We Built A Polling Model … For The Baseball Hall Of Fame


We analyze elections here at FiveThirtyEight, and we’re not about to miss one — even if it takes place in the world of baseball. On Tuesday, the Hall of Fame’s full Class of 2019 will be announced, and Mariano Rivera, Edgar Martinez and more than 30 other former players will find out if they will join a list of immortals in baseball’s most exclusive club.

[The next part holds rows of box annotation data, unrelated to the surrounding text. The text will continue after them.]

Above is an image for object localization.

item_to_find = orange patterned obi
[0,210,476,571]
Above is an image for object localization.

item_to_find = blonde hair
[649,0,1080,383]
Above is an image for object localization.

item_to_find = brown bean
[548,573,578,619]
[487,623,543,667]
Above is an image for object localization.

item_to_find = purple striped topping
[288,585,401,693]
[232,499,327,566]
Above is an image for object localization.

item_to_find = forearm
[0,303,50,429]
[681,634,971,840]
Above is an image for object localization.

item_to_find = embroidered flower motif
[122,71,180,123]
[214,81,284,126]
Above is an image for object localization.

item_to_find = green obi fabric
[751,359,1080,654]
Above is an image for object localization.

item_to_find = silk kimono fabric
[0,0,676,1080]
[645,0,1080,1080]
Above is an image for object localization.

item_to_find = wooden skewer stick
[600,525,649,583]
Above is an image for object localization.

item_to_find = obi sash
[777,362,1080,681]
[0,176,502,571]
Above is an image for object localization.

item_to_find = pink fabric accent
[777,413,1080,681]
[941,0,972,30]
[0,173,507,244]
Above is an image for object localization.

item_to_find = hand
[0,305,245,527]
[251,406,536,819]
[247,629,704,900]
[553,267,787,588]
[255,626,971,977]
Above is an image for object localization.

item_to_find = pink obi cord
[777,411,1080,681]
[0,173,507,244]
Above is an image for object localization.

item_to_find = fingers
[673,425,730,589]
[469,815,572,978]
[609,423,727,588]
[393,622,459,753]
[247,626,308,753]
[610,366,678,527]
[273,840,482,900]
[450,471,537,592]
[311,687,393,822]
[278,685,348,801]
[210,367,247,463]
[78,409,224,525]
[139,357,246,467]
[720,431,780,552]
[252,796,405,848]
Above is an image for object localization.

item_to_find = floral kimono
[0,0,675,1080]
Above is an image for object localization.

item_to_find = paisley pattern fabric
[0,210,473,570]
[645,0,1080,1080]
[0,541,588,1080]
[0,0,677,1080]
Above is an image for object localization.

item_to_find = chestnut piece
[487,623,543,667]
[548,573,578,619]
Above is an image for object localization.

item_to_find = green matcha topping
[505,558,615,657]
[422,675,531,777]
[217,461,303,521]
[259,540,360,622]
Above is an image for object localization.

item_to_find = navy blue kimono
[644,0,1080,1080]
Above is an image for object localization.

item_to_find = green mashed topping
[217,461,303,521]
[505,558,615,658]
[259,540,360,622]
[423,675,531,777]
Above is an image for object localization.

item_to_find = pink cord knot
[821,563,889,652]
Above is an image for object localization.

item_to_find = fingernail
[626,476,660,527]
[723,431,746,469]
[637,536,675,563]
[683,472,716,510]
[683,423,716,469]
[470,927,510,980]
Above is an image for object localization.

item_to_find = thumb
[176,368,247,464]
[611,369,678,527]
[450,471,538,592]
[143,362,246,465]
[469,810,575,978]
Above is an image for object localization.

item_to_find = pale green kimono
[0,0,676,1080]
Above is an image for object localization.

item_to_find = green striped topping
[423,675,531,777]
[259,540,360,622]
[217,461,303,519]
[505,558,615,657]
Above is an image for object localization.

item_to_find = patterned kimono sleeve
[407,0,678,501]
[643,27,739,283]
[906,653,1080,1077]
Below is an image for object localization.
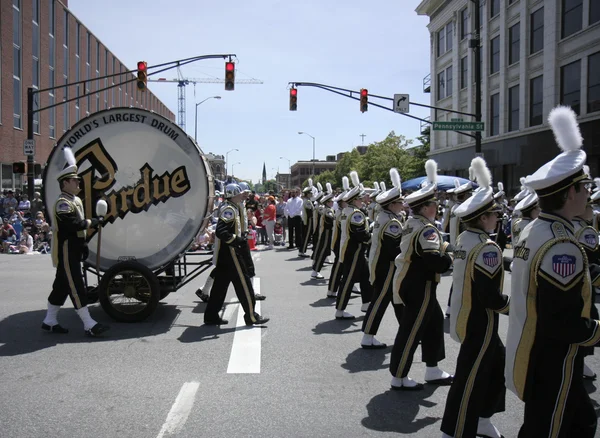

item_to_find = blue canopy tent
[402,175,479,191]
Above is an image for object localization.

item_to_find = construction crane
[148,68,263,131]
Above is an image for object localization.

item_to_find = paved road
[0,249,600,438]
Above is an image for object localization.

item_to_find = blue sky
[69,0,430,182]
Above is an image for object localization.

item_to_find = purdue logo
[75,138,191,236]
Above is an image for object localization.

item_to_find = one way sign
[394,94,409,113]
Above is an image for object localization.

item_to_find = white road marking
[157,382,200,438]
[227,277,261,374]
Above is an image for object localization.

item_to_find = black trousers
[441,334,506,437]
[313,230,331,272]
[335,250,373,310]
[48,239,87,309]
[519,347,598,438]
[362,260,404,335]
[298,218,313,254]
[204,248,256,322]
[390,279,446,378]
[288,216,302,248]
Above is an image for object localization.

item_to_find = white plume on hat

Hopefuls earn a spot in the Hall if they’re named on at least 75 percent of ballots cast by typically around 400 voting members of the Baseball Writers’ Association of America.32 (If not, they roll over to next year’s ballot — unless they get fewer than 5 percent of the vote or have been on the ballot for 10 years.) We already have some idea of what percentage to expect for each player, thanks to the efforts of Ryan Thibodaux. Thibodaux is the exit pollster of the baseball world: He and his team of “interns” scour the internet for voters who have made their Hall of Fame ballots public before the full results are announced. Thibodaux tallies them all up on his online Baseball Hall of Fame Vote Tracker — like the first few precincts to report on election night — to give us partial election results weeks in advance.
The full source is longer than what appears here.